From a small village in Galway to making hats for kings and queens... hat designer Philip Treacy has come a long way.

But he has not lost a sense of who he is and this episode of Desert Island Discs was compelling.

As a small child, he loved to go to weddings in the chapel across the road in the village where he lived in County Galway.

He loved to look at the beautiful wedding dresses, the hats, the style ... he was the small figure in an anorak at the back of the church, drinking it all in.

He asked the teacher could he learn to sew when he was just six. His father took him to Galway to buy a doll so he could make clothes for it. Later, when others questioned his strange love of sewing, his father said if it made him happy, that was what counted.

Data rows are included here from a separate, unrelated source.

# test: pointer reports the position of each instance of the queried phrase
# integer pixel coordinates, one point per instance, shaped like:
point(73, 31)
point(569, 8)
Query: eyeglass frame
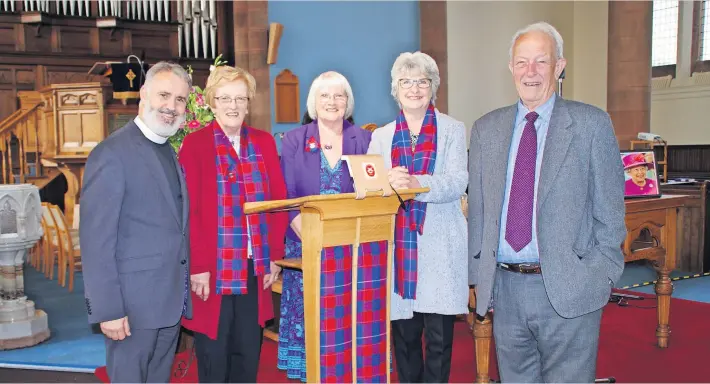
point(420, 82)
point(226, 100)
point(325, 97)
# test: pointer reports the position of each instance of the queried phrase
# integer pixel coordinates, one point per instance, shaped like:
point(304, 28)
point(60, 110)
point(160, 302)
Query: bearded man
point(134, 234)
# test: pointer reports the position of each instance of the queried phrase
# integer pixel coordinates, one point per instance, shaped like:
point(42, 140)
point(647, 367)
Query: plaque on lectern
point(126, 78)
point(369, 174)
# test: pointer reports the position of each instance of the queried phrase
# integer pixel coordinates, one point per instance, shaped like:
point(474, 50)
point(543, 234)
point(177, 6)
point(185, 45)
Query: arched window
point(664, 39)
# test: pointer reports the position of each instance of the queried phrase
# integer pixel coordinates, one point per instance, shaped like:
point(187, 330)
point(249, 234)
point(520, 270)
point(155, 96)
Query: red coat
point(197, 157)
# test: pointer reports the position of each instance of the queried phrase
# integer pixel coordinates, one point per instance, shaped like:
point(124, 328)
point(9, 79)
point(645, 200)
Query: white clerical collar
point(150, 135)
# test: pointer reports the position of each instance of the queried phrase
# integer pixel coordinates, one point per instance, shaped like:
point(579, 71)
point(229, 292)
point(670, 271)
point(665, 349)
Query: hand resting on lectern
point(296, 225)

Treacy sounds like great company – from his disdain for the fascinator – “sounds like a dodgy sex toy” to his chat about the frantic whirl that is Ascot – “It’s like Christmas for us”.

Listen out for the story of JFK’s inauguration and kicking about the top hats.

He has made hats for the stars of the world – a telephone hat for Lady Gaga; a crystal creation for Madonna and a hat with tentacles for Grace Jones.

Grace is a good friend – she stayed with him for a while, he’d come home and find her at the kitchen sink in the Marigolds doing the washing up.

But Treacy never came across as pompous or a name dropper ... in fact, the reverse.

He sounds surprised by how his life turned out.

With music from Kate Bush, Grace Jones, Michael Jackson, Culture Club, it’s a real treat right down to that pretzel hat he made for a royal wedding.